F-Zero X ramps up the speed compared to the original F-Zero, you really feel like you are speeding around the tracks in your futuristic vehicles. As well as the tracks themselves, you have to navigate the other cars and hit the speed boosts for the most optmial time. You fly around the courses at such a velocity, anything you hit is going to send your careering off to the side, so do be careful. The controls are much improved from the original F-Zero, and they translate well to the Nintendo Switch.
The courses are a tricky as ever, sometimes made more difficult knowing you can fall of the tracks completely, in a similar fashion to rainbow road from the original Mario Kart. If you do fall off, that means you will explode, and you have to start again. Even though there are some difficult tracks, in the most part the courses have great design. You can see the cities down below, and it has a decent sense of Sci-fi.
Capton Falcon spawned from the original F-Zero, and probably went on to become more famous in his own right as a decent character in Smash Brothers, being right up there at the top as one of the best characters to play as in the game. I would imagine some Nintendo fans would be surprised to learn Captain Falcon came from F-Zero.
Back to the track design and Nintendo did a lot right here. There are big loops, and F-Zero X has more of a sense of verticality than it’s first iteration on SNES. There are halfpipe zones on the tracks too, which reminded me of speeding through Wipeout on PlayStation all those years ago, or even 1080 Snowboarding, also on N64.
F-Zero has always been about driving, rather than something like Mario Kart where you have a bunch of items and weapons to help you out. This is all about precise driving round tracks. You can try to bump into your opponents if you want to try and veer them off the road, but it’s a risky game as on false move and you’ll end up smashing into a wall too. If you like this type of game though, there is a specific game mode that caters toward this style called “Death Race”, where the objective is to take out 29 other racers as soon as you can.
As well as the main campaign, you have Practice, Time Attack, VS Battle and the previously mentioned Death Race mode. These are all good supporting modes, especially if you want to practice before going for the cups. There are four cups in the game, after you get through those you can reach the “X Cup”, here there’s an elemntal of randomly generated layouts, making it an extra challenge. Much of the fun of F-Zero is learning the courses like the back of your hand and then trying to not only beat your opponents, but also beat your time too in time trials.

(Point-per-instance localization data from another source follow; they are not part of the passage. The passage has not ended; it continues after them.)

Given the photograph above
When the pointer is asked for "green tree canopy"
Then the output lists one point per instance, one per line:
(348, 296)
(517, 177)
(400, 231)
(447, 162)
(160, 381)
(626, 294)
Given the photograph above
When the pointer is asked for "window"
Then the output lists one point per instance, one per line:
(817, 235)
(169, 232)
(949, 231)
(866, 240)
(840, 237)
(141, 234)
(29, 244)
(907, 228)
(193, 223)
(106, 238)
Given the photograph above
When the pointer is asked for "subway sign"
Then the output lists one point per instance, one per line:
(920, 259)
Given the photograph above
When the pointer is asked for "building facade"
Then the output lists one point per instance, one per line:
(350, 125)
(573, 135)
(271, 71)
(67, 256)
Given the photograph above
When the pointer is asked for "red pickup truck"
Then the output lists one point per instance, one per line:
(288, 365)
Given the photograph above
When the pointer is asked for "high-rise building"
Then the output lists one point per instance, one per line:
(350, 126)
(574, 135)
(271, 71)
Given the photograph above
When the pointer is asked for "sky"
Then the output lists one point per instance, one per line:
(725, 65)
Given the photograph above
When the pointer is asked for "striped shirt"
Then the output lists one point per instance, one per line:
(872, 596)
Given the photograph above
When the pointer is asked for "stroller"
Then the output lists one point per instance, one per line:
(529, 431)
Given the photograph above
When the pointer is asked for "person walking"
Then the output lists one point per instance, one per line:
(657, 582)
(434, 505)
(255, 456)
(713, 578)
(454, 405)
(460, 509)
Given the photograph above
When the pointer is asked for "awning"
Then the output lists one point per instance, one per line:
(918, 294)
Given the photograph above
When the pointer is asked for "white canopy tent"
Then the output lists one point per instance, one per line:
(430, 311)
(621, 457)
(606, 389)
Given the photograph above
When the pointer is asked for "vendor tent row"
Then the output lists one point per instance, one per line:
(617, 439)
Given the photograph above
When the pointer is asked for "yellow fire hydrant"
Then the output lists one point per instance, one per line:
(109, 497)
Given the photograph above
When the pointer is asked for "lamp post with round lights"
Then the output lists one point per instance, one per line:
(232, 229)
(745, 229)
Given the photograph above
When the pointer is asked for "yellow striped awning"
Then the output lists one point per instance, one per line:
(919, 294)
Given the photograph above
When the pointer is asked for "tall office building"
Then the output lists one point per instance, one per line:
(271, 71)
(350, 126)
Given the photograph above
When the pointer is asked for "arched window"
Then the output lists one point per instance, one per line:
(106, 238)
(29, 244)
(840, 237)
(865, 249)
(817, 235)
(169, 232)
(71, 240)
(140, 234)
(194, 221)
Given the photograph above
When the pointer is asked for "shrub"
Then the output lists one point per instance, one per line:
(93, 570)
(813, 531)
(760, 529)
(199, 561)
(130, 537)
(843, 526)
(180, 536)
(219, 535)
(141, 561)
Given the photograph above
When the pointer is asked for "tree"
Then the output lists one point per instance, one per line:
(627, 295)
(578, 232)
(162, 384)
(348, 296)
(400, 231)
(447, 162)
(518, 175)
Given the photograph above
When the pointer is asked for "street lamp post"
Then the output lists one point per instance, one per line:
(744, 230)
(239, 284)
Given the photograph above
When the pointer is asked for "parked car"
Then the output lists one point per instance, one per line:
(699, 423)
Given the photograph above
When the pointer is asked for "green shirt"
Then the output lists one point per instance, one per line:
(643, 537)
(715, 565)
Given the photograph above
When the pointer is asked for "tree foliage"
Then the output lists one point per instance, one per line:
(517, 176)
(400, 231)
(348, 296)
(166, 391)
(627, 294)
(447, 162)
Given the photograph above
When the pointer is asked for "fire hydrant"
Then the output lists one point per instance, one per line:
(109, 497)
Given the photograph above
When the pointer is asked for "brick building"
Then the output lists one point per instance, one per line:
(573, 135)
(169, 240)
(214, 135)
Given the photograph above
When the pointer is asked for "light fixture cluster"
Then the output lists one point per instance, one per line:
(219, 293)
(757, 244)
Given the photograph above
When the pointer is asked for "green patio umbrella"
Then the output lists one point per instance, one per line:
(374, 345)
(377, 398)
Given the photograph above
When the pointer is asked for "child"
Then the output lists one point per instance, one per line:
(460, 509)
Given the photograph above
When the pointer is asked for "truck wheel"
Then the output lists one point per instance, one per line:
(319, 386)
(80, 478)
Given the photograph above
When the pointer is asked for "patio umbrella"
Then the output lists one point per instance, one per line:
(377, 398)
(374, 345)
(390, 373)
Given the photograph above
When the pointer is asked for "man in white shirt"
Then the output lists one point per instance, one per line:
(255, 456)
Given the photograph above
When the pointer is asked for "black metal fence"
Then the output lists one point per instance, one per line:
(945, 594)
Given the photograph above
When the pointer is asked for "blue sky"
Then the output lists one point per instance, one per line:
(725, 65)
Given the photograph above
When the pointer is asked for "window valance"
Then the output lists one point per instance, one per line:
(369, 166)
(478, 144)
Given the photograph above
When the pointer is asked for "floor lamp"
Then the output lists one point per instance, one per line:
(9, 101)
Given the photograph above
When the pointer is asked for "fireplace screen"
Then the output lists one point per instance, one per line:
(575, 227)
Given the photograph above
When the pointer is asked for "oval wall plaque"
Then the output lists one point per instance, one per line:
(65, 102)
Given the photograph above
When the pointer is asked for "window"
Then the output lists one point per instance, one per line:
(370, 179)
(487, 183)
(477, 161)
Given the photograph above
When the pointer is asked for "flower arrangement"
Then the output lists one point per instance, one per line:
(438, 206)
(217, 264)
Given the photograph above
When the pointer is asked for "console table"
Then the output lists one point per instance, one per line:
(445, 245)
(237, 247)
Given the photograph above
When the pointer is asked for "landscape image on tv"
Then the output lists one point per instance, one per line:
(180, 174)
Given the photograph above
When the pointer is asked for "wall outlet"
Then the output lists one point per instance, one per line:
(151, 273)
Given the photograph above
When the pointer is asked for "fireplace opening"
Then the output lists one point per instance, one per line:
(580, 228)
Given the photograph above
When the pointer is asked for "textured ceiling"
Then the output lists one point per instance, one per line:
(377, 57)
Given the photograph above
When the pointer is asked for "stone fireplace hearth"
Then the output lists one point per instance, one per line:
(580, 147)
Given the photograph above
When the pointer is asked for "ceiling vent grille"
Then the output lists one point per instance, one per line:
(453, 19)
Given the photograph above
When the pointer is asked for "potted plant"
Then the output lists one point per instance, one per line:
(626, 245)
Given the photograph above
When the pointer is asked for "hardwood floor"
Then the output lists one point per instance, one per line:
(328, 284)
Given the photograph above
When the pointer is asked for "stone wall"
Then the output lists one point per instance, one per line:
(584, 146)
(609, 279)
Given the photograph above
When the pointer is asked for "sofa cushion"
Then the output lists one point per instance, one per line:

I remember as a kid playing F-Zero and Mario Kart, playing the same courses over and over trying to beat my times, or times that had been published in magazines.
As you progress through the game you also unlock new vehicles. Initially you start out with six, but win matches and you’ll unlock new ones to take on opponents. Each vehcile has it’s stats including body, boost and grip, plus you can tweak the performance of the vehicle too. There’s an element to customisation, but it’s nothing like we see in todays games like Forza Horizon or Gran Turismo. At the time this level of customisation was impressive, and you have to view it through that retro-lense realistically.
It’s great to have F-Zero X on Nintendo Switch Online. We have 30 vehicles, 24 tracks, and then the X Cup too with the unpredictable nature of the randomly generated tracks. Time attack and Death Modes all add to the fun. The sense of speed is real with this game, and it’s a fun racer to spend your time with. My only hope is that Nintendo pay attention to F-Zero and the (hopefully) popualrity of the releases on the Nintendo Switch Online platform, and put some development time into a new iteration of F-Zero on Nintendo Switch. Nintendo surprised everyone last E3 with a new 2D Metroid game, will they do the same again with F-Zero? I hope they do.
If you want to check out F-Zero X, then you can get it as part of the N64 collection of games for Nintendo Switch Online.